Книги

Немецкий дом

22
18
20
22
24
26
28
30

В левом верхнем углу, за внешним ограждением лагеря, были нарисованы тесно прижатые друг к другу двухэтажные, кубической формы дома. Они в отличие от остальных лагерных зданий были черно-белыми и изображены схематично. Ева знала, что в самом большом доме жили главный подсудимый и его жена – человек с лицом хищной птицы и женщина в шляпке. Несколько недель назад во время заседания возникла необходимость проложить его ежедневный маршрут в лагерь, который он, по показаниям свидетелей, проделывал на велосипеде. Светловолосый прокурор хотел доказать главному подсудимому, что он при этом проезжал мимо крематория. Два раза в день. И абсолютно невозможно, чтобы он ничего не знал об умерщвлении людей при помощи газа. Главный подсудимый, как обычно сохраняя спокойствие, заявил, что план неверный.

Ева посмотрела на дома поменьше, рядом с домом главного подсудимого. Что-то ей это напомнило, не само здание, а стиль рисунка – заостренная крыша, кривая дверь, большие окна. Она увидела девочку лет восьми: сидит за столом и толстым карандашом рисует такой рисунок. Детская подруга? Сестра? Она сама? Разве не все дома на детских рисунках одинаковые?
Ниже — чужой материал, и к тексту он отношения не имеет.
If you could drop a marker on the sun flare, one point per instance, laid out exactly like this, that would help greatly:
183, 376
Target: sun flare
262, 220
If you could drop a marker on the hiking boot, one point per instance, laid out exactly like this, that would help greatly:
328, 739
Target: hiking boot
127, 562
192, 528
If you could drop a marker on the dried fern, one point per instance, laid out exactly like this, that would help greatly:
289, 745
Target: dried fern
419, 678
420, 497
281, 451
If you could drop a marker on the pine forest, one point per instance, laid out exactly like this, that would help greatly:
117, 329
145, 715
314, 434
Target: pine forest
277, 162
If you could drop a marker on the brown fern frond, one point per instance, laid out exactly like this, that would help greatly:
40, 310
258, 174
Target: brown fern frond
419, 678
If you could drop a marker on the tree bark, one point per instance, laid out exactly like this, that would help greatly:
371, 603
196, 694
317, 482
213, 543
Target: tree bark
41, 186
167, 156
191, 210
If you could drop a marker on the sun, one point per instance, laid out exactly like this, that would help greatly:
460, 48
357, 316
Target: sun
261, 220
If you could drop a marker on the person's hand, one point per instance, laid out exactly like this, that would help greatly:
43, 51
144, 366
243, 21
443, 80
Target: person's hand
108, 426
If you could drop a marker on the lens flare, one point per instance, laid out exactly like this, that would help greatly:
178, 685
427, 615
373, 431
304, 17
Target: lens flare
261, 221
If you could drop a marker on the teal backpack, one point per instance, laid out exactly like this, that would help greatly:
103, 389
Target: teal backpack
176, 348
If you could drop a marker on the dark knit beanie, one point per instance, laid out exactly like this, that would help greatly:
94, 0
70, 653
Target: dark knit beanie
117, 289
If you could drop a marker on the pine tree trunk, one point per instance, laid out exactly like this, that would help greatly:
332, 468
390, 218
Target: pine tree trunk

Ева не заметила, как вернулся Давид Миллер в светлом мятом пальто, – все, что он носил, было мятое. Недоуменно посмотрев на Еву, он бесшумно прошел к своему месту, поднял лежавшие там два юридических справочника, быстро пролистал их, опустился на колени, заглянул под стулья. Он ненавидел портмоне и наличные деньги, а документы носил просто в кармане. Давид хотел навестить Сисси и купить для нее в маленьком овощном магазинчике первую клубнику. Но когда собрался платить, то не обнаружил банкноту в двадцать марок, которая точно была утром. Его последние деньги до конца месяца. И здесь он тоже ее не нашел.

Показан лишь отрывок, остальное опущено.